Per la seconda volta almeno, la Bce ha anche voluto sostenere con tutto il suo peso la proposta di un recovery fund, che è ormai della Commissione e non più del Governo francese. Il Fondo non è l’unico strumento fiscale attivato dalla Ue, che – tra organismi comuni e stati membri – ha messo in movimento 3.390 miliardi. Il nuovo strumento, chiamato Next generation, può però essere considerato, nella sua provvisorietà, un esperimento di politica fiscale comunitaria (e non, come il Mes intergovernativa). Per la Bce è innanzitutto un sostegno alla sua “manutenzione” dell’Unione monetaria (il whatever it takes di Draghi è sempre valido), ma per la più ampia Unione è un “salto” - in alto - che potrà avere molte ricadute anche sulla sua struttura istituzionale: una politica fiscale comune chiama una rappresentanza democratica rafforzata.
A completare il quadro c’è la nuova politica di bilancio “americana” della Germania: pragmatica e temporanea, ma decisamente aggressiva. Dopo aver detto sì al recovery fund, Berlino ha finalmente varato una politica fiscale espansiva che potrebbe anche avere “fuoriuscite” verso l’Unione, attraverso maggiori importazioni. Sarebbe poco saggio fare troppo affidamento su questi sgocciolamenti, che prenderanno direzioni imprevedibili. È un fatto però che la Germania si sia mostrata all’altezza del suo ruolo europeo anche in politica economica. Nessuno le chiede di esercitare una leadership, che risulterebbe insopportabile, ma è importante che Berlino sia consapevole della sua funzione sistemica.
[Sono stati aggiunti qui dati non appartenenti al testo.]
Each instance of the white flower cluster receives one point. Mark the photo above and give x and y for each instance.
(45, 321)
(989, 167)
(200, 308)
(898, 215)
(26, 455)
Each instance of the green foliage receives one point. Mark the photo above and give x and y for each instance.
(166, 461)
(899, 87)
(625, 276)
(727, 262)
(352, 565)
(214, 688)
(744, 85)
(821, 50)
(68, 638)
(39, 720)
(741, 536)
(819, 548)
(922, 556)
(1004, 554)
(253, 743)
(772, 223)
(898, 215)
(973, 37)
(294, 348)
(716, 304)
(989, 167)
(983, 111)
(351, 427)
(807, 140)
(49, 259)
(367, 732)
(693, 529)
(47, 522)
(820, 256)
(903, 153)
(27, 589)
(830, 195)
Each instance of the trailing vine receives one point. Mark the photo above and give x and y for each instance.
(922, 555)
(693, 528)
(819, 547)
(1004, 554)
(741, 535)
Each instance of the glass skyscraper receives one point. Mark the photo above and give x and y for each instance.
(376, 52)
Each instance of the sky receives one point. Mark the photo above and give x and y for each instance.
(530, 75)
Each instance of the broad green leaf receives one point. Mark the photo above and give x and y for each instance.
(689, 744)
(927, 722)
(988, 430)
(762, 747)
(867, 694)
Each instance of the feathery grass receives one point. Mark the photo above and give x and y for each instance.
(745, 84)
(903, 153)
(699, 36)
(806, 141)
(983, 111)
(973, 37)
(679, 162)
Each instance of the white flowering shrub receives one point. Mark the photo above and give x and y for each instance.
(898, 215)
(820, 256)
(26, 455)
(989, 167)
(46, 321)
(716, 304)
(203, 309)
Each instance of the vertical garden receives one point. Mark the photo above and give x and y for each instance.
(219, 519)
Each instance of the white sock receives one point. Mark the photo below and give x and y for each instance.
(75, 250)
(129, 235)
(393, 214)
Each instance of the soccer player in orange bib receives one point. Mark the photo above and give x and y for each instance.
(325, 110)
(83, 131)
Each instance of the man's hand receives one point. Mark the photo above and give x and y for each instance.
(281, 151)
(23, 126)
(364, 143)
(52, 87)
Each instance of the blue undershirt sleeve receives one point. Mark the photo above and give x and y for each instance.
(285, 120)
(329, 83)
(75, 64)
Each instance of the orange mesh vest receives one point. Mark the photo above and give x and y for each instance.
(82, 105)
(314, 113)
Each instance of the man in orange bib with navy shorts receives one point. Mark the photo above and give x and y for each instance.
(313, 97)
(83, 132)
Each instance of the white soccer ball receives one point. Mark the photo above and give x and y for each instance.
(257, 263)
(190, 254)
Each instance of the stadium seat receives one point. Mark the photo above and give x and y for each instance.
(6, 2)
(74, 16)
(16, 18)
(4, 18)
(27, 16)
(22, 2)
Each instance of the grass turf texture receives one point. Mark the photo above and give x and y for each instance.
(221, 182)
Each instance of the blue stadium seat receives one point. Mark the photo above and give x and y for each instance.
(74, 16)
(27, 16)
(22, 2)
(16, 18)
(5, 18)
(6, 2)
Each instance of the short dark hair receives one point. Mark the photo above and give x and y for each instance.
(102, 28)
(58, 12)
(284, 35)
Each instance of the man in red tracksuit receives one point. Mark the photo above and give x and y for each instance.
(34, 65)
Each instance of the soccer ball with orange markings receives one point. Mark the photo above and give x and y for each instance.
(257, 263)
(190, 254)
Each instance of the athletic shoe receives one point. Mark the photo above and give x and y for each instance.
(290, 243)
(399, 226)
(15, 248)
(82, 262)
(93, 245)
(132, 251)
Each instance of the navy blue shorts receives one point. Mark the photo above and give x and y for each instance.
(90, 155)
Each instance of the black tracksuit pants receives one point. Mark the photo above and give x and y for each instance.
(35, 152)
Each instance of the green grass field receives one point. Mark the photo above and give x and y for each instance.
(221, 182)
È quindi un pacchetto economico e politico importante e integrato, quello che sta prendendo forma, non senza difficoltà, viste le resistenze dei Paesi “frugali”. Il suo obiettivo è favorire la ripresa e, come avviene quasi sempre con gli strumenti fiscali, la scelta degli interventi sarà decisiva nel determinarne il successo: se deve essere un piano per la next generation dovrà privilegiare investimenti e progetti strategici, di lungo periodo; e così dovrà fare il piano di Berlino. Discutere solo delle dimensioni è vano.
Anche perché un altro elemento sta modificando la Ue: l’assenza della Gran Bretagna. La cultura economica francese, fatta di campioni nazionali (oggi “europei”) tendenzialmente monopolistici od oligopolistici e di un approccio molto dirigistico, sta conquistando anche la Germania, che ne adotta linguaggio e movenze. La Francia di Macron ha una strategia non solo nazionale, ma anche europea, assente nelle altre capitali: l’approccio è lungimirante ma una “francesizzazione” dell’Unione, per quanto sarà presto arricchita da un rinnovato rigore tedesco, potrebbe renderla meno efficiente. Indipendentemente dall’ampiezza dei suoi programmi fiscali.